Jazz: Williams to miss game for family medical issue
This is an archived article that was published on sltrib.com in 2009, and information in the article may be outdated. It is provided only for personal research purposes and may not be reprinted.

Deron Williams left the Jazz on Friday morning and returned to Utah to deal with a medical situation within his family. Williams would prefer to keep the matter private for now but may make a public announcement later.

Although Williams has voiced frustration in recent days with the Jazz's 3-5 start, the situation is far from a disgruntled star leaving his team. Williams has a private plane at his disposal and could rejoin the team for Saturday's game at Cleveland.

The Jazz have excused Williams and said he would miss tonight's game against Philadelphia.
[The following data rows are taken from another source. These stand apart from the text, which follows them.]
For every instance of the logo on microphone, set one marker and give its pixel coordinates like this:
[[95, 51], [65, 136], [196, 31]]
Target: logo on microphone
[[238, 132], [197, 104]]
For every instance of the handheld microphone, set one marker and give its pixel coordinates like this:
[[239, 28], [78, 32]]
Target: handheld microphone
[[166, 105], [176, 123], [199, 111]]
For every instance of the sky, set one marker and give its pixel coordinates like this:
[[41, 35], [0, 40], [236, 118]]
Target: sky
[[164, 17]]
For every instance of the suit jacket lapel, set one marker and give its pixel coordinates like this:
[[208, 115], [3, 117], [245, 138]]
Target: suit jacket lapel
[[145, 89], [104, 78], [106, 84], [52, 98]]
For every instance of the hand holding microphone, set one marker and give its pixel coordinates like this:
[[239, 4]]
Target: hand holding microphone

Down to just nine players, the Jazz will give rookies Eric Maynor and Wesley Matthews their first NBA starts, coach Jerry Sloan said this morning.
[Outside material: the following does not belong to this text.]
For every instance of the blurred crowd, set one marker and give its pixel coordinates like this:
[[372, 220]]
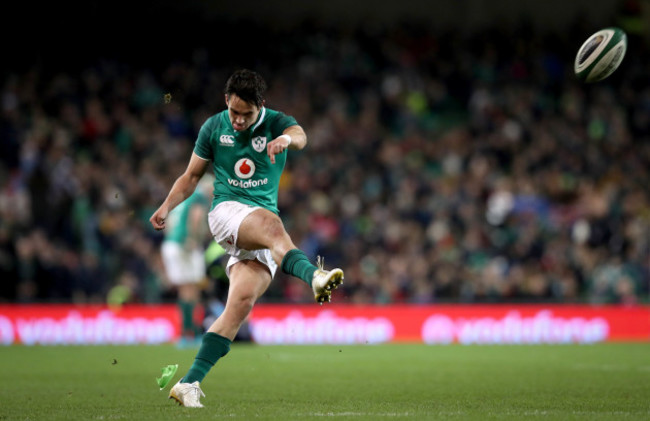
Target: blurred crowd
[[440, 167]]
Sloan added that he will bring Andrei Kirilenko off the bench to help with ball-handling duties. Ronnie Brewer and Kirilenko will fill in as backup point guards behind Maynor, who has played just 31 minutes all season.

"That's what basketball is about," Sloan said. "All the teams run into some of those problems every once in a while. It's how you approach it, you come and play hard and go home and realize it's not life or death.

"You would hope that they'd put their best effort forward. Whatever the case may be, we need a good effort out of everybody. We can't win unless we get a good effort out of everybody."

The Jazz already are missing backup point guard Ronnie Price, who is out with a sprained left big toe. Kirilenko, meanwhile, served as an emergency point guard in the 2007 playoffs with Derek Fisher and Dee Brown both out.

"From beginning of my career, I was playing point guard, so it's no surprising me," Kirilenko said. "It's just last nine years, I've been playing once, that playoff."

"The hardest part is keep tempo every time," Kirilenko said, "because with D-Will being at point guard, he will always push the ball in the fast break. ... You kind of get a tendency not to look for the ball and get into fast break rather than get the ball and push it."

Maynor, meanwhile, was poised to start Wednesday in Boston before Williams was able to overcome his strained back and play. The last time he played at Wachovia Center was Virginia Commonwealth's NCAA Tournament loss to UCLA.

"I'm excited to play any game," Maynor said, "but to be able to come out here and get a start, my first career NBA start, I'm very excited."